The effective expansion of ? is a little more complicated than previously indicated:

expression?

funziona allo stesso modo di

match expression {
    Ok(value) => value,
    Err(err)  => return Err(From::from(err)),
}

The From::from call here means we attempt to convert the error type to the type returned by the function. This makes it easy to encapsulate errors into higher-level errors.

Esempio

use std::error::Error;
use std::fmt::{self, Display, Formatter};
use std::fs::File;
use std::io::{self, Read};

#[derive(Debug)]
enum ReadUsernameError {
    IoError(io::Error),
    EmptyUsername(String),
}

impl Error for ReadUsernameError {}

impl Display for ReadUsernameError {
    fn fmt(&self, f: &mut Formatter) -> fmt::Result {
        match self {
            Self::IoError(e) => write!(f, "IO error: {e}"),
            Self::EmptyUsername(path) => write!(f, "Found no username in {path}"),
        }
    }
}

impl From<io::Error> for ReadUsernameError {
    fn from(err: io::Error) -> Self {
        Self::IoError(err)
    }
}

fn read_username(path: &str) -> Result<String, ReadUsernameError> {
    let mut username = String::with_capacity(100);
    File::open(path)?.read_to_string(&mut username)?;
    if username.is_empty() {
        return Err(ReadUsernameError::EmptyUsername(String::from(path)));
    }
    Ok(username)
}

fn main() {
    //fs::write("config.dat", "").unwrap();
    let username = read_username("config.dat");
    println!("username or error: {username:?}");
}
This slide should take about 5 minutes.

The ? operator must return a value compatible with the return type of the function. For Result, it means that the error types have to be compatible. A function that returns Result<T, ErrorOuter> can only use ? on a value of type Result<U, ErrorInner> if ErrorOuter and ErrorInner are the same type or if ErrorOuter implements From<ErrorInner>.

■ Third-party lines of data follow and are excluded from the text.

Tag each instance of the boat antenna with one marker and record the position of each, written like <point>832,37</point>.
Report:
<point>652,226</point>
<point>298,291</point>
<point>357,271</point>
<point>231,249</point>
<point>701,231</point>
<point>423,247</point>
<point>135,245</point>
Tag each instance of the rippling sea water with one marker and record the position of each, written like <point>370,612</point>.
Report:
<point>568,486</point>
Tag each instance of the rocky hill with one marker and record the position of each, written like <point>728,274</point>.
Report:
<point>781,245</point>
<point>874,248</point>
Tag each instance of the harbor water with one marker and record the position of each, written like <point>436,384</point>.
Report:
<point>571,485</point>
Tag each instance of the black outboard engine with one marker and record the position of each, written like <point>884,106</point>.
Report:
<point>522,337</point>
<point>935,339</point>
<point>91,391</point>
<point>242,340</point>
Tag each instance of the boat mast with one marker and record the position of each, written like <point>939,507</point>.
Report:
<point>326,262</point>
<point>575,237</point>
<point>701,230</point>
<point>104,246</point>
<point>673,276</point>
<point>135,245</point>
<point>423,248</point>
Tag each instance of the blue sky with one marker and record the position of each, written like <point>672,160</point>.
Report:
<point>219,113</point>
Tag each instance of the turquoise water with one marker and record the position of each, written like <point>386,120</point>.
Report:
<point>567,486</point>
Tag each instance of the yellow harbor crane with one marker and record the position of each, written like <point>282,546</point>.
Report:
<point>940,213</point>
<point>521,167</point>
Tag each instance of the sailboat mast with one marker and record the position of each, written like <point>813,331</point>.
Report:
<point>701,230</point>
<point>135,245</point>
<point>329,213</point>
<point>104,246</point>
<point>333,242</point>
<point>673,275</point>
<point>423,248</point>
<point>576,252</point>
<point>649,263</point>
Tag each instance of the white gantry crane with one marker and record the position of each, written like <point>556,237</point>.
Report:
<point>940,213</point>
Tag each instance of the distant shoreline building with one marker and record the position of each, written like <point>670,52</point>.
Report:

A common alternative to a From implementation is Result::map_err, especially when the conversion only happens in one place.

There is no compatibility requirement for Option. A function returning Option<T> can use the ? operator on Option<U> for arbitrary T and U types.

A function that returns Result cannot use ? on Option and vice versa. However, Option::ok_or converts Option to Result whereas Result::ok turns Result into Option.